For the vast majority of people, the US stock market is the best readily available generator of investment profits. A classic example has to do with if you invested just before a stock market crash. As a rule, if you stayed the course and stayed invested for years or decades, your investments would do just fine. With a sufficiently long holding period, pre-crash investments catch up to the long term average. Having said that, many fortunes have been made by those who bought good stocks at steep discounts at the trough of a stock market crash. So, should you invest in a bull or a bear market?

What Do You Do With Money You Have to Invest?

So, you inherited a healthy sum of money and you want to put it to work for you. You have a decent job or business that you are not going to expand. Thus, your investment will be in stocks, bonds, or maybe real estate. Alternatively, you are able to put aside money from every paycheck for retirement, college for the kids, or to start that business of your own. Should you invest in a bull or a bear market? If you put off your investment for the right time, what do you do with the money?

Are You Able to Time the Market?

According to CFRA Research the stock market bottoms out on average five months before the end of a recession.

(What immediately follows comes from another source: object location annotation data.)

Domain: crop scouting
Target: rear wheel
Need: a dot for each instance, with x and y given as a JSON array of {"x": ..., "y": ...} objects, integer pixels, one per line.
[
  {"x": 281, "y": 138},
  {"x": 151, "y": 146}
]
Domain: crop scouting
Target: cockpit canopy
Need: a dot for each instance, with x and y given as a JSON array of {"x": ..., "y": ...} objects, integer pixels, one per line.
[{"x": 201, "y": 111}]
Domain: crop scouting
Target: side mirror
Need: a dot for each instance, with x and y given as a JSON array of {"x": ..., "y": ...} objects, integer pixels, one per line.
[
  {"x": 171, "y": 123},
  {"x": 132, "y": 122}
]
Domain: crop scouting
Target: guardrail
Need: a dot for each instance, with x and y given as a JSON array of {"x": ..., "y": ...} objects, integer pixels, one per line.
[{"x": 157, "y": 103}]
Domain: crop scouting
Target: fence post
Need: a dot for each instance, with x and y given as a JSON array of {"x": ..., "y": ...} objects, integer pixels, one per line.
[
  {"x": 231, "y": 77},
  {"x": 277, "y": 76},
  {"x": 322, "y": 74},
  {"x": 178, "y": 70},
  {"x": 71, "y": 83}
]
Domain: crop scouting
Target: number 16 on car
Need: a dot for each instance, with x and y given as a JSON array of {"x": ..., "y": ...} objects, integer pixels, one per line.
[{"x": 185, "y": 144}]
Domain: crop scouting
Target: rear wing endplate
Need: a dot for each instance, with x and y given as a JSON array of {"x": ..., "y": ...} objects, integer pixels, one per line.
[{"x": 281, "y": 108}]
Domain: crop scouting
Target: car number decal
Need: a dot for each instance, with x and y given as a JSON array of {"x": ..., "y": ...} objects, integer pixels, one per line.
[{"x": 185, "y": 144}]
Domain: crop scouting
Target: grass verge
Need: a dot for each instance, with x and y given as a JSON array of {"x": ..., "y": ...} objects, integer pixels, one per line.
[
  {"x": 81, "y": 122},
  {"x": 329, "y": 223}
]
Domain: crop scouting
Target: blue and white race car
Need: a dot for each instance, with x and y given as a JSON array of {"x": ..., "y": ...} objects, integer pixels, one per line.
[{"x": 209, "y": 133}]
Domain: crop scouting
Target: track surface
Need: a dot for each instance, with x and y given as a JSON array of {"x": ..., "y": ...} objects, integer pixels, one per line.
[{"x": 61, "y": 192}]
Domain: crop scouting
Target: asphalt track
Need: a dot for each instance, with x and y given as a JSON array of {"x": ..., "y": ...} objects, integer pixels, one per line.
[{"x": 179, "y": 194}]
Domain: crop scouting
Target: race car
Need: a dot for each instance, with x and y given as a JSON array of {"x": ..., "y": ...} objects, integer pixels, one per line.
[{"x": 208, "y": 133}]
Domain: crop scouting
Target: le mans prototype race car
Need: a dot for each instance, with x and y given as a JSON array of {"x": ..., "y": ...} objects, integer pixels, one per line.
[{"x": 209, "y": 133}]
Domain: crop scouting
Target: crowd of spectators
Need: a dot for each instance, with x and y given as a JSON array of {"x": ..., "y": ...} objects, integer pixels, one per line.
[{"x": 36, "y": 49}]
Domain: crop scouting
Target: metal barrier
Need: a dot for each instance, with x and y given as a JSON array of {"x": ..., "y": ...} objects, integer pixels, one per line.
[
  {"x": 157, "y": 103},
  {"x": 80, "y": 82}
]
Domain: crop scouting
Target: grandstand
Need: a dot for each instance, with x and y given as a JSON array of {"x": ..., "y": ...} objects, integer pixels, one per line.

So, on average, your best time to put money into a mix of stocks would be a few months before a recession is over. Unfortunately, timing the end of a recession can be as difficult as timing when they have begun. When markets fall, they go down due to fundamental reasons like profits falling. And they go down because investors sell their stocks to avoid losses. Panic selling often happens in a sharp market downturn. When fundamentals have stabilized, profits are starting to reappear, and market sentiment turns positive, stocks tend to head upward. This is often an ideal time to purchase stocks with good growth potential and strong intrinsic stock value. But what do you do with your money while you wait? Does this mean you should not buy stocks in a rising market or a flat market? It does mean that you need to be careful of getting into a rising stock market just before the top when fundamentals have been exhausted and fear of missing out is the only thing taking the market higher.

When to Buy in Bull and Bear Markets

If you are investing for the long term you can rely on decades of evidence that the market keeps going up over time. You do not need to sit on cash for years while the market goes up in fear of a crash. And you do not need to perfectly time a market bottom to make money. A commonly used approach to long term investing is called dollar cost averaging. With this approach an investor chooses a sum or money and a timing schedule such as every paycheck, every month, quarterly, etc. He or she chooses a mix of growth and value stocks and even bonds. Then he or she puts the same amount of money into those investments every time. As the market goes up the investor will not be tempted to invest too much just before a crash. When the market falls the investor will be able to buy good long term investments at substantial discounts.